Local Matrix Homotopies and Soft Tori

TL;DR

This paper introduces toroidal matrix links to solve local connectivity problems in matrix representations involving the Soft Torus, combining techniques from matrix geometry, optimization, and C*-algebra theory.

Contribution

It presents a novel approach using toroidal matrix links to address local connectivity in matrix representations of the Soft Torus, expanding the tools available in matrix algebra topology.

Findings

Solved local connectivity problems in matrix representations involving the Soft Torus.

Introduced toroidal matrix links as analogs of free homotopies in matrix form.

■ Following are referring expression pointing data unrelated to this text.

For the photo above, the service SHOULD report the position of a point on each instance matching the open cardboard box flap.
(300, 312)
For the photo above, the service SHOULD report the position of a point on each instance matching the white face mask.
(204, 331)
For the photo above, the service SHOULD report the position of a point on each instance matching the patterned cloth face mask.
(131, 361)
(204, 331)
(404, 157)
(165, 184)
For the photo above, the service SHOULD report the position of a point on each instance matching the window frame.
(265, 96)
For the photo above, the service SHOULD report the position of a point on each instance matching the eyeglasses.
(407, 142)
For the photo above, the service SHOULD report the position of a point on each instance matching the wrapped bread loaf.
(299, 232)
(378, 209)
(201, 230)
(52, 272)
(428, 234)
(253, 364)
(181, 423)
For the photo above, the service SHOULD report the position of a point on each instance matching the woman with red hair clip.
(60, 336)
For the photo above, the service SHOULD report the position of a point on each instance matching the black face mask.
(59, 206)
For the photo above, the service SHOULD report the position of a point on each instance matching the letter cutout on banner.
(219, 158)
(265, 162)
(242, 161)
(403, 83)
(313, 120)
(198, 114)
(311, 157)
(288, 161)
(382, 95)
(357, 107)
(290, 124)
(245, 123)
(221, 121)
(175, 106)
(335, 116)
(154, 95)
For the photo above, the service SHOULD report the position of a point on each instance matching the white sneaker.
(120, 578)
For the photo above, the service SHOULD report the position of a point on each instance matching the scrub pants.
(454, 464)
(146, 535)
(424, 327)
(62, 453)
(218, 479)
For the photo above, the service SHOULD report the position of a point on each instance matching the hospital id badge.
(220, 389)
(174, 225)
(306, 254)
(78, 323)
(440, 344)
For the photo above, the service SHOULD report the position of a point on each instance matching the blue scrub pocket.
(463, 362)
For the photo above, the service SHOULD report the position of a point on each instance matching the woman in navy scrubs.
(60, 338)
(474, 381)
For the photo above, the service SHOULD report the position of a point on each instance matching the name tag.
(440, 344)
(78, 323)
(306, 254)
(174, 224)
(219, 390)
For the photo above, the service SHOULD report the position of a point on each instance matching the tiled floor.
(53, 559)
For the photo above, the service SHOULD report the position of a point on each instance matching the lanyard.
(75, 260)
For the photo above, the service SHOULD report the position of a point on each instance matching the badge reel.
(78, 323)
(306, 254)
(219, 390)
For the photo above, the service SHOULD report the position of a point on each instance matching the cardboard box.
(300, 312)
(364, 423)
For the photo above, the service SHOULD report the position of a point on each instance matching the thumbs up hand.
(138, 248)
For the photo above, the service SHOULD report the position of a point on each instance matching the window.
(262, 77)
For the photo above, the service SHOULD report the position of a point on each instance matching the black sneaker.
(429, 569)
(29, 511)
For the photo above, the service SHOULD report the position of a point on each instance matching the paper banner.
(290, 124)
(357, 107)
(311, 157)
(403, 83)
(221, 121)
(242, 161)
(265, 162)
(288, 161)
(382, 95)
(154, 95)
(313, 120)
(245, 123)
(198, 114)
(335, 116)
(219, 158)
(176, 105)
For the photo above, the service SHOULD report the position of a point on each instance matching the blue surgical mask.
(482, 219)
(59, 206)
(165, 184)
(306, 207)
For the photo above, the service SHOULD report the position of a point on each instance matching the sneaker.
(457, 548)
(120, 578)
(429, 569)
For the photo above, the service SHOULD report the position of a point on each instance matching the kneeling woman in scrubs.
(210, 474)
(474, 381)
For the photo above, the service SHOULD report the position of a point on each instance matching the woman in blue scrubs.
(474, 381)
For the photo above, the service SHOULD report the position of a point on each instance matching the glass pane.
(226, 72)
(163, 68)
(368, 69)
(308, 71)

Combined techniques from matrix geometry, optimization, and C*-algebra classification.

Abstract

We present solutions to local connectivity problems in matrix representations of the form $C([-1,1]^{N}) \to A_{n,\varepsilon} \leftarrow C_{\varepsilon}(\mathbb{T}^{2})$ for any $\varepsilon\in[0,2]$ and any integer $n\geq 1$, where $A_{n,\varepsilon}\subseteq M_n$ and where $C_{\varepsilon}(\mathbb{T}^{2})$ denotes the {\bf Soft Torus}. We solve the connectivity problems by introducing the so called toroidal matrix links, which can be interpreted as normal contractive matrix analogies of free homotopies in differential algebraic topology. In order to deal with the locality constraints, we have combined some techniques introduced in this document with some techniques from matrix geometry, combinatorial optimization, classification and representation theory of C$^*$-algebras.